GCC generates the 0x80000000-constant within the SIMD registers while
clang and MSVC involve reaching out to memory for the 0x80000000-constant.
For the 64-bit case, all compilers will read the constant from memory.
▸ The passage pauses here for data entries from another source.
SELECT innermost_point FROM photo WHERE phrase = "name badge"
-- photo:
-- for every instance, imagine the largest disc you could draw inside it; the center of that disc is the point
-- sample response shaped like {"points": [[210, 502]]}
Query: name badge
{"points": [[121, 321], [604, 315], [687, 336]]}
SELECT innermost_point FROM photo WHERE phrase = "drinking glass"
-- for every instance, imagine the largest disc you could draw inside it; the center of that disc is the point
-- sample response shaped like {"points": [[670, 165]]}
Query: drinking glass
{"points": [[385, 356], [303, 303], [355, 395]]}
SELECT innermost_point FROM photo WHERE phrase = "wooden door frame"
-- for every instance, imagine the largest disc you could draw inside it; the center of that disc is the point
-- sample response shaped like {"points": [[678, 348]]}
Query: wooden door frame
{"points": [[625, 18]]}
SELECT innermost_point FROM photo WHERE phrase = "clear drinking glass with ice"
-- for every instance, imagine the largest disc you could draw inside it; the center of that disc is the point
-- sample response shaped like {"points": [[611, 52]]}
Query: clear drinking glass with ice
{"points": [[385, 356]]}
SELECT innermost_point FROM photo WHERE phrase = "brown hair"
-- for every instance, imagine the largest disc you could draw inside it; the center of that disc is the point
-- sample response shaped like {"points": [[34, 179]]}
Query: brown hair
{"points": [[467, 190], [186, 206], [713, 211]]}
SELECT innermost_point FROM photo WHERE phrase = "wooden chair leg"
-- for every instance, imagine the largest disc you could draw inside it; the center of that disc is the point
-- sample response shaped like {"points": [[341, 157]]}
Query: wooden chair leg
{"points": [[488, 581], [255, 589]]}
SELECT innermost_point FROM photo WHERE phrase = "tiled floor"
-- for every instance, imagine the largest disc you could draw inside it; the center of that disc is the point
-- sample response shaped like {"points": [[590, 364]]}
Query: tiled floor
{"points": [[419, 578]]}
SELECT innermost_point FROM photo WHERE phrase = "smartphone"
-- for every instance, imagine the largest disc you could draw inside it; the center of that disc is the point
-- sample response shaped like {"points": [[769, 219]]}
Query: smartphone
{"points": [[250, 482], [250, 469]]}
Depending on where this operation lands, you might want to use a different
method to generate these constants.
g++ 16.0.0 20251203
-march=skylake-avx512 -O2
"_mm_adds_epi32(long long __vector(2), long long __vector(2))":
vpaddd xmm2, xmm0, xmm1
vpternlogd xmm0, xmm1, xmm2, 66
vpmovd2m k1, xmm0
vpcmpeqd xmm0, xmm0, xmm0
vpslld xmm0, xmm0, 31
vpsrad xmm2{k1}, xmm2, 31
vpxord xmm2{k1}, xmm2, xmm0
vmovdqa xmm0, xmm2
ret
"_mm_subs_epi32(long long __vector(2), long long __vector(2))":
vpsubd xmm2, xmm0, xmm1
vpternlogd xmm0, xmm1, xmm2, 24
vpmovd2m k1, xmm0
vpcmpeqd xmm0, xmm0, xmm0
vpslld xmm0, xmm0, 31
vpsrad xmm2{k1}, xmm2, 31
vpxord xmm2{k1}, xmm2, xmm0
vmovdqa xmm0, xmm2
ret
"_mm_adds_epi64(long long __vector(2), long long __vector(2))":
vpaddq xmm2, xmm0, xmm1
vpternlogq xmm0, xmm1, xmm2, 66
vpmovq2m k1, xmm0
vpsraq xmm2{k1}, xmm2, 63
vpxorq xmm2{k1}, xmm2, XMMWORD PTR .LC1[rip]
vmovdqa xmm0, xmm2
ret
"_mm_subs_epi64(long long __vector(2), long long __vector(2))":
vpsubq xmm2, xmm0, xmm1
vpternlogq xmm0, xmm1, xmm2, 24
vpmovq2m k1, xmm0
vpsraq xmm2{k1}, xmm2, 63
vpxorq xmm2{k1}, xmm2, XMMWORD PTR .LC1[rip]
vmovdqa xmm0, xmm2
ret
.LC1:
.quad -9223372036854775808
.quad -9223372036854775808
clang version 22.0.0
-march=skylake-avx512 -O2
.LCPI0_0:
.long 2147483647
.LCPI0_1:
.long 2147483648
_mm_adds_epi32(long long vector[2], long long vector[2]):
vpaddd xmm2, xmm1, xmm0
vpternlogd xmm0, xmm1, xmm2, 66
vpmovd2m k1, xmm0
vpcmpeqd xmm0, xmm0, xmm0
vpcmpgtd k2, xmm2, xmm0
vpbroadcastd xmm0, dword ptr [rip + .LCPI0_0]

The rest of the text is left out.